Sea Shepherd Back in Sicilian Waters
Sea Shepherd Global has launched Operation Siracusa 2015 to fight illegal fishing in the Plemmirio Marine Reserve, off the Eastern coast of Siracusa in Sicily, the marine wildlife conservation group said in a release.
During Operation Siracusa 2015, Sea Shepherd volunteers will patrol the territory along the coast of the Marine Reserve, identifying, documenting and reporting any poaching activity in the region. On days when poor weather does not allow coastal patrols, volunteers will engage in beach clean-ups to remove plastic and other garbage from the area.
Sea Shepherd will continue its cooperation with the authorities of the AMP Plemmirio (Plemmirio Marine Reserve), established during the 2014 campaign, which lead a total a total of 1,250 urchins being rescued, illegal fishing nets and fishing gear being confiscated, and poachers being fined for their crimes.
”After the enormous success of last year’s operation, Sea Shepherd Italy volunteers have started with the same dedication and have already helped to realize the first arrests of the season,” said CEO of Sea Shepherd Global, Alex Cornelissen.
”There is no doubt that under the watchful eyes of Sea Shepherd Italia, no poacher can get away with plundering this important Marine Protected Area. Everybody in the Sea Shepherd movement once again awaits the further news from Sicily. No doubt, more arrests will follow and poaching will once again come to a full standstill.”
The Plemmirio Marine Reserve was established in 2004 and extends along a 14-km coast trait, on the Eastern coast of the Penisola della Maddalena (Siracusa).
The reserve covers 2,429 hectares and is classified as an Area Specialmente Protetta di Interesse Mediterraneo (ASPIM); a name given to sites that are important for the conservation of biodiversity in the Mediterranean.
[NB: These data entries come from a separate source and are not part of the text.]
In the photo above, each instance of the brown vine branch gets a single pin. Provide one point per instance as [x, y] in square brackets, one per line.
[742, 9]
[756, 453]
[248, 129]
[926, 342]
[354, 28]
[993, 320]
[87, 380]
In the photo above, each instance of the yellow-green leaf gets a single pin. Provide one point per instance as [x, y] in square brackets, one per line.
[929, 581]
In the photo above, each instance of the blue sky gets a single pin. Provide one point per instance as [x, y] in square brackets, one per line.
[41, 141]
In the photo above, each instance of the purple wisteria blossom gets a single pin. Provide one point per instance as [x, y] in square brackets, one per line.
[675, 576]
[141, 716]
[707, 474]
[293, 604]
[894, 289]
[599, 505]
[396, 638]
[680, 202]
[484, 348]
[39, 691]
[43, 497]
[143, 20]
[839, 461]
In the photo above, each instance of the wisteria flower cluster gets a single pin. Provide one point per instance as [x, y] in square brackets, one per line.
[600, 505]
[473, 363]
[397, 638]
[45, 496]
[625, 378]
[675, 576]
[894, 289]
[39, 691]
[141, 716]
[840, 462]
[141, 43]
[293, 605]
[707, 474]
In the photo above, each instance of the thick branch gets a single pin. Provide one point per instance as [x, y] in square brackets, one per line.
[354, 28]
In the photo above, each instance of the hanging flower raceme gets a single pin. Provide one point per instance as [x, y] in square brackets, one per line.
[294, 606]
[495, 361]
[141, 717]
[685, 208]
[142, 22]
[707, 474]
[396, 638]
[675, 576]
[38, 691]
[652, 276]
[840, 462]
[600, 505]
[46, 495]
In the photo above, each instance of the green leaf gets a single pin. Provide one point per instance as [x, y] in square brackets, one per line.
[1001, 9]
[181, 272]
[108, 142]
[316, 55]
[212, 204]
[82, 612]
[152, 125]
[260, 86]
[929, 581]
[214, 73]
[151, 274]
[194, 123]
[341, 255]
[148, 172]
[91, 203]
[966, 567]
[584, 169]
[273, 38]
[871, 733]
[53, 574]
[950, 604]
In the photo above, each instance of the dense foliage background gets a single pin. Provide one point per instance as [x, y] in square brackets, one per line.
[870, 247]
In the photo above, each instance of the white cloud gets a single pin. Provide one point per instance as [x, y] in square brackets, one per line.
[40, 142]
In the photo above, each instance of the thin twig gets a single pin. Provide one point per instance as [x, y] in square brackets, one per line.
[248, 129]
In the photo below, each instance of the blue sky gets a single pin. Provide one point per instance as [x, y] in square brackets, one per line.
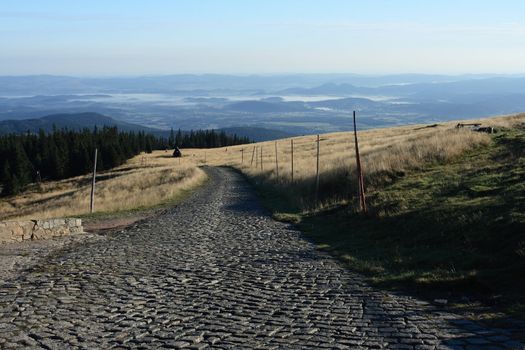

The region is also listed as an Area Marina di Reperimento, which means its conservation is deemed to be a priority.
The Reserve is a haven for marine life including large pelagic fish such as tuna, greater amberjacks and sharks, as well as transient marine mammals, including sperm whales. Species that are most directly impacted by poaching in the region are the sea urchin and the dusky grouper, the latter being listed as an endangered species on the IUCN Red List of Threatened Species.